Par exemple, dans le domaine de l’environnement, les poursuites-bâillons opposent souvent de grandes entreprises à des organismes engagés dans la lutte contre les changements climatiques.
Quels sont les recours de la partie visée par une poursuite-bâillon ?
Les articles 51 et suivants du Code de procédure civile interdisent la poursuite-bâillon . Ils donnent aux tribunaux le pouvoir de déclarer qu’une demande en justice est abusive.
La partie qui se croit visée par une poursuite-bâillon peut donc déposer une demande en rejet au motif d’abus. Si le tribunal lui donne raison, il peut notamment rejeter la demande en justice (partiellement ou en totalité). puis, condamner la partie demanderesse à verser des dommages-intérêts à la partie visée par la poursuite-bâillon.
Une plainte disciplinaire peut-elle constituer une poursuite-bâillon ?
En droit disciplinaire, l’article 143.1 du Code des professions permet à un conseil de discipline, à titre préliminaire, de qualifier une plainte de manifestement mal fondée, frivole ou abusive et de la rejeter. Bien que les pouvoirs d’intervention d’un conseil de discipline ne soient pas aussi vastes que ceux des tribunaux de droit commun (comme ceux de la Cour supérieure, par exemple), il demeure que les critères concernant l’interprétation de la notion d’abus de procédure sont sensiblement les mêmes.[2]
À la lumière de ce qui précède, certains professionnels ont déjà tenté de faire déclarer abusive une plainte disciplinaire que le syndic de leur ordre professionnel avait portée contre eux, au motif qu’elle constituait selon eux une poursuite-bâillon visant à les empêcher de s’exprimer publiquement.[3]
Nous pensons que les principales caractéristiques de la poursuite-bâillon sont difficiles à transposer au contexte d’une plainte disciplinaire déposée par le syndic d’un ordre professionnel.
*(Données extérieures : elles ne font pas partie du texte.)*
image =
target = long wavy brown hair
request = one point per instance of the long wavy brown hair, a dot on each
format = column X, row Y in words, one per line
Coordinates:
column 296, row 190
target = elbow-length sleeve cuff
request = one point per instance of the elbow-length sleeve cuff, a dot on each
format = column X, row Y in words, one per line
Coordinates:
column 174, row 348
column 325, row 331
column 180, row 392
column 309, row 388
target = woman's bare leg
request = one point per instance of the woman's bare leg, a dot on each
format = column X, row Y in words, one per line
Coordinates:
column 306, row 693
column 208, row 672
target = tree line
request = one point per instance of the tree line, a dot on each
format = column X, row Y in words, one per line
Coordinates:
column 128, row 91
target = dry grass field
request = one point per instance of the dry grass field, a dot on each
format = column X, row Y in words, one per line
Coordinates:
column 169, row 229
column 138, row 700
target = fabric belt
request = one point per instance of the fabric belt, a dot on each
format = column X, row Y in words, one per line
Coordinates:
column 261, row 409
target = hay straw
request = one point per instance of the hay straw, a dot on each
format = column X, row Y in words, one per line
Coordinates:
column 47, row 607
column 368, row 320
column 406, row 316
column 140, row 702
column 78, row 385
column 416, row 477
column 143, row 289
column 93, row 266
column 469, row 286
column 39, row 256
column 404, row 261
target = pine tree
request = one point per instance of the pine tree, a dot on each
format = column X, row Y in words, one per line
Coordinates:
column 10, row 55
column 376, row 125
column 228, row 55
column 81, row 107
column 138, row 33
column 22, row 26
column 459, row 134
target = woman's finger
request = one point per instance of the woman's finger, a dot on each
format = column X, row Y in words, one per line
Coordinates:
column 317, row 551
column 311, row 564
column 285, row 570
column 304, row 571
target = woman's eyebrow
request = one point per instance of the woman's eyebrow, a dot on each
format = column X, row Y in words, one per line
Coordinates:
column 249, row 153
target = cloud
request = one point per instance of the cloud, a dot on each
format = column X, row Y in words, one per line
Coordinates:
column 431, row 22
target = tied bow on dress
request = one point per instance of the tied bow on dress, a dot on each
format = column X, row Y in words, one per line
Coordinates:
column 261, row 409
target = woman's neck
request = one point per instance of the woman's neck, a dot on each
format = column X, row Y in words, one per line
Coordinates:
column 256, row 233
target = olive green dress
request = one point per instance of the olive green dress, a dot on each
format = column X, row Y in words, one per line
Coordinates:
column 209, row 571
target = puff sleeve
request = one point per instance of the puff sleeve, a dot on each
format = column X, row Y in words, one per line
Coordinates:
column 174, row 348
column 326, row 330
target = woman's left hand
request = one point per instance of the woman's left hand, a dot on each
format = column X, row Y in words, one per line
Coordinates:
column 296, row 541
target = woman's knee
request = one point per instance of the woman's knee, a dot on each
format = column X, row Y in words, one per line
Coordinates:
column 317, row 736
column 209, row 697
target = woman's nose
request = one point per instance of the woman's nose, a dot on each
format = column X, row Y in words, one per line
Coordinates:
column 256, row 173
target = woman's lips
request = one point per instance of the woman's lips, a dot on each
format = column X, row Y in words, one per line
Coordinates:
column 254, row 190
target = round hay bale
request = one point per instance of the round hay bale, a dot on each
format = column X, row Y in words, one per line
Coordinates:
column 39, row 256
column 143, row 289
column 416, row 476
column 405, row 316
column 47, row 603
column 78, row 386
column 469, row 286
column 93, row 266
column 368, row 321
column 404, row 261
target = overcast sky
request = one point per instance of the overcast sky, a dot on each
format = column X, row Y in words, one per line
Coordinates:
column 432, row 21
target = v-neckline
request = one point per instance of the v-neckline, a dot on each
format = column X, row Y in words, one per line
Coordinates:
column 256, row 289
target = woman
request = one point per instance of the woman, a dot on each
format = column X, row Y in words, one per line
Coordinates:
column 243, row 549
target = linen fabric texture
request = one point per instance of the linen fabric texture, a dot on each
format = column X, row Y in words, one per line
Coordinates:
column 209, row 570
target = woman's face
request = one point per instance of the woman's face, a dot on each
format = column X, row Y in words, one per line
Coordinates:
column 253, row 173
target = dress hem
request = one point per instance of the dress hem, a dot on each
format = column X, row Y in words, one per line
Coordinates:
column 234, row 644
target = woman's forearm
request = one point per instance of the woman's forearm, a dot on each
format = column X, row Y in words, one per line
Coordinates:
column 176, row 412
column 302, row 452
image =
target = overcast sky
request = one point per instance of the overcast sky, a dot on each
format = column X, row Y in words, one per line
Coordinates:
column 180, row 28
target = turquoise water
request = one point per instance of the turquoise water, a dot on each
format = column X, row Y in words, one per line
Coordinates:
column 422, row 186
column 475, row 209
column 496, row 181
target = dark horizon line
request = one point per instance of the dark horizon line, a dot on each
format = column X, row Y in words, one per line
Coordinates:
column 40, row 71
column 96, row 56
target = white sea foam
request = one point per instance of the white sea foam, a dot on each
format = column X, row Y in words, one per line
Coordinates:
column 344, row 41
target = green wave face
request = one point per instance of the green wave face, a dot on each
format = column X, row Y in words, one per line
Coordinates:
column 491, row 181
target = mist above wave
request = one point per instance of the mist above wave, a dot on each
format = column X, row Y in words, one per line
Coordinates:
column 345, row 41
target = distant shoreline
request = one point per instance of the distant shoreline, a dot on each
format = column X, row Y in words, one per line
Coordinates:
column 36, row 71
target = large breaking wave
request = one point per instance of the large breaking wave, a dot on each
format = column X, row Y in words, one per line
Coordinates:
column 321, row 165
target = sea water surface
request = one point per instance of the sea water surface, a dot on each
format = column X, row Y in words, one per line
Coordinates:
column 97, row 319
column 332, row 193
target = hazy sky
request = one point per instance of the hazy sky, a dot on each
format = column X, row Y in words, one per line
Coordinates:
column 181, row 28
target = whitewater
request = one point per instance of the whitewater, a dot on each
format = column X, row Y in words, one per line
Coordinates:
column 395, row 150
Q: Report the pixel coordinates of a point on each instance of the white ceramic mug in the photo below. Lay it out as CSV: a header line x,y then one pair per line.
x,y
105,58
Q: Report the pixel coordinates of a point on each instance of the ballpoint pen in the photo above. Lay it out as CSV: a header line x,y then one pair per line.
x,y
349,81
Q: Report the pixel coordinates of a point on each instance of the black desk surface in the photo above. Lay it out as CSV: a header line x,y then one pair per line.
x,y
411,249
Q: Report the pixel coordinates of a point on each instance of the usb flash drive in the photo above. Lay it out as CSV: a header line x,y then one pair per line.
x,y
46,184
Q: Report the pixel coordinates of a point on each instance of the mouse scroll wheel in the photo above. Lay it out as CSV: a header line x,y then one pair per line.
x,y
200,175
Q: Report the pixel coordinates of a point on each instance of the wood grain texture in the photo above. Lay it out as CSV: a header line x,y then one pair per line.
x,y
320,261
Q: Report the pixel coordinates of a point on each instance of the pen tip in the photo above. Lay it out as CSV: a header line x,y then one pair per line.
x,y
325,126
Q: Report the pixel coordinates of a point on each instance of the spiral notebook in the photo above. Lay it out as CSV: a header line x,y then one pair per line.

En effet, au nom de la protection du public, un syndic a non seulement le pouvoir, mais le devoir d’enquêter sur la conduite d’un professionnel afin de déterminer si une plainte doit être portée contre lui.[4] Une fois la plainte déposée, il n’appartient pas au conseil de discipline de réviser la façon dont un syndic a mené son enquête, ni sa décision de déposer ou non une plainte.[5]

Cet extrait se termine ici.